Die Folgen zeigen sich deutlich in den Preisstrukturen, besonders am Terminmarkt. Rohöl aus dem Nahen Osten wird laut "Bloomberg" inzwischen in einem sogenannten Contango gehandelt. Dabei liegen die Preise für sofort verfügbare Lieferungen unter denen für spätere Liefertermine. In der Regel gilt dies als klassisches Signal für ein Überangebot am Markt.

Der Rohstoffexperte Daan Struyven von Goldman Sachs brachte die Lage in einem Bloomberg-Interview auf den Punkt: "Aufgrund der schwachen Nachfrage aus Asien nach Rohölsorten aus dem Nahen Osten erhält man derzeit tatsächlich einen Preisnachlass, wenn man ein Barrel heute statt morgen kauft", sagte er. Die Wiederöffnung der Straße von Hormus verlaufe zudem "gut und zügig".

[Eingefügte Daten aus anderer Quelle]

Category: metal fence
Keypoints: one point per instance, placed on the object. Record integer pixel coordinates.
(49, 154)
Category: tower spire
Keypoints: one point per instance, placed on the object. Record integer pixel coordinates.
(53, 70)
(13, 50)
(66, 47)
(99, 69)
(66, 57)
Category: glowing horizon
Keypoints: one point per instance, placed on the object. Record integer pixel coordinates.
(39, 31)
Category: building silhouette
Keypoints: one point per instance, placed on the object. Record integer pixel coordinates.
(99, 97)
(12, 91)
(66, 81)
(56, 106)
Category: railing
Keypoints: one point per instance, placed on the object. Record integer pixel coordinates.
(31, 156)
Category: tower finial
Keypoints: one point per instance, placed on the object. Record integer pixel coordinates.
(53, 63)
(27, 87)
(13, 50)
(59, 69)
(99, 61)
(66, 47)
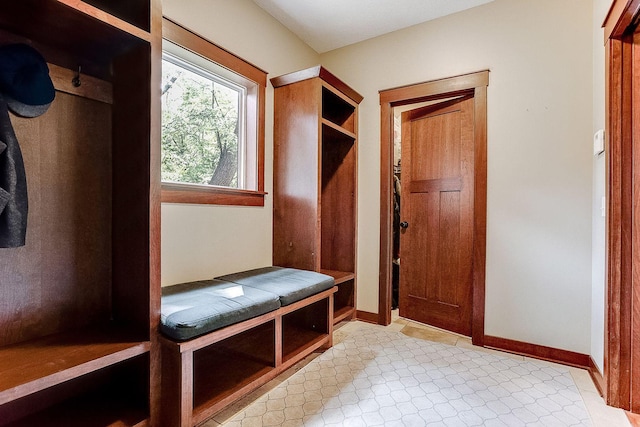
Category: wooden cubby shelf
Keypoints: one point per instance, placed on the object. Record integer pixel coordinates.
(315, 175)
(339, 129)
(81, 299)
(339, 276)
(34, 365)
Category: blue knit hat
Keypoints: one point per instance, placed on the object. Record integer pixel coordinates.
(24, 80)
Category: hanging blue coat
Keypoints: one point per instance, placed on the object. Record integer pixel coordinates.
(14, 203)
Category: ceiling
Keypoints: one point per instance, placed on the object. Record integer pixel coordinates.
(330, 24)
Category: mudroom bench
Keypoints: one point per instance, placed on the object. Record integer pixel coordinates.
(223, 338)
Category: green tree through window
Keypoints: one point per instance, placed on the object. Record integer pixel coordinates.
(201, 127)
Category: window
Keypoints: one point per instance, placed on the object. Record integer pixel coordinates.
(212, 123)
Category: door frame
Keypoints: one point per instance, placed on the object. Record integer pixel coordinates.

Die Angebotsflut verändert dabei auch traditionelle Handelsströme. Rohöl, das normalerweise nach Asien geliefert würde, wird zunehmend nach Europa umgeleitet. Bloomberg berichtet dabei von mehreren Supertankern mit insgesamt rund zwölf Millionen Barrel Rohöl aus den Vereinigten Arabischen Emiraten und dem Oman, die nun statt asiatischen Häfen europäische anlaufen sollen.

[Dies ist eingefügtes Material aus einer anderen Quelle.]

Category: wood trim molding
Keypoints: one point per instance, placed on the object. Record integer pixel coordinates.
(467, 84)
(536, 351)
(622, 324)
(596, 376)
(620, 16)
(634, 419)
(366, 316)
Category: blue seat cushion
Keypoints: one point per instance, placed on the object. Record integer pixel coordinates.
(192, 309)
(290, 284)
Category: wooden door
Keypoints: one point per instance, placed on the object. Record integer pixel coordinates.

Überangebot mit Einschränkungen

Eine Entwarnung für den Ölmarkt gibt es indes noch nicht. Die globalen Lagerbestände befinden sich in einigen Regionen weiterhin auf ungewöhnlich niedrigen Niveaus. So sind etwa in den USA die Rohölvorräte einschließlich strategischer Reserven laut "Bloomberg" auf den niedrigsten Stand seit den 1980er-Jahren gefallen. Darüber hinaus wurde ein Teil der Versorgung während des Konflikts durch den Abbau strategischer Reserven gewährleistet. Diese Bestände müssen in den kommenden Quartalen wieder aufgefüllt werden, was einen Teil des zusätzlichen Angebots absorbieren könnte. Der Markt bleibe jedoch zunächst "äußerst anfällig für Schocks und erneute Störungen", heißt es.

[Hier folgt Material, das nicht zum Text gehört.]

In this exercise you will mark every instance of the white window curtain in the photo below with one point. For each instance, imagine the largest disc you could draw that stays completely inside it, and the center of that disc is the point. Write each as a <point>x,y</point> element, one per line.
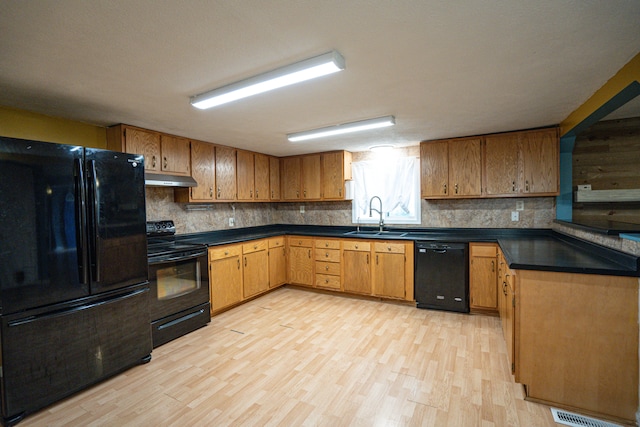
<point>395,181</point>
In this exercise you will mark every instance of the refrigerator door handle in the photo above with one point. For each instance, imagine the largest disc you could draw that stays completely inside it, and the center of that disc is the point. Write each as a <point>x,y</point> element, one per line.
<point>95,208</point>
<point>81,223</point>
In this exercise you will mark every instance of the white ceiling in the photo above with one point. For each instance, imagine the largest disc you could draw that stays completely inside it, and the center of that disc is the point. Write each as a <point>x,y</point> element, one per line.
<point>442,68</point>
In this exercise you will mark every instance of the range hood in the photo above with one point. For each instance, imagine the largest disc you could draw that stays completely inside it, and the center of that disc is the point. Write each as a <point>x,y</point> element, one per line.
<point>161,180</point>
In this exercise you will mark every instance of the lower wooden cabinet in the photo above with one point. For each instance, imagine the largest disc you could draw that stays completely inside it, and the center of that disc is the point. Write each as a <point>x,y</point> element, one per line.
<point>255,278</point>
<point>391,270</point>
<point>225,276</point>
<point>277,261</point>
<point>483,276</point>
<point>301,262</point>
<point>356,265</point>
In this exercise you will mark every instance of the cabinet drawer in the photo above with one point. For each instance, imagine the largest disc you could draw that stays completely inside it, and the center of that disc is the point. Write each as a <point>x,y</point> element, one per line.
<point>394,248</point>
<point>301,241</point>
<point>483,250</point>
<point>224,252</point>
<point>327,281</point>
<point>276,242</point>
<point>254,246</point>
<point>327,244</point>
<point>332,268</point>
<point>331,255</point>
<point>350,245</point>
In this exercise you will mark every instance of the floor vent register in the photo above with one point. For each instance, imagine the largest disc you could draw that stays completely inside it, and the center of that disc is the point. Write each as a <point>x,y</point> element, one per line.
<point>577,420</point>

Dennoch rückt ein Szenario wieder in den Fokus, das bereits vor Ausbruch des Krieges viele Analysten beschäftigt hatte: die Gefahr eines strukturellen Überangebots. Die Internationale Energieagentur hatte erst vor wenigen Tagen prognostiziert, dass der globale Ölmarkt im Jahr 2027 mit einem deutlichen Überschuss konfrontiert sein könnte. Die rasche Wiederherstellung der Lieferketten im Persischen Golf scheint diese Einschätzung nun zu bestätigen.

Was noch im Frühjahr als Bedrohung für die globale Energieversorgung erschien, könnte sich damit in das genaue Gegenteil verkehren. Die Straße von Hormus, deren Schließung die Märkte in Panik versetzte, wird nun zum Symbol einer überraschenden Entspannung. Für Verbraucher und energieintensive Industrien ist dies eine gute Nachricht. Für viele Ölexporteure hingegen beginnt möglicherweise eine neue Phase sinkender Preise und verschärften Wettbewerbs auf einem Markt, der plötzlich mehr Öl hat, als er kurzfristig benötigt.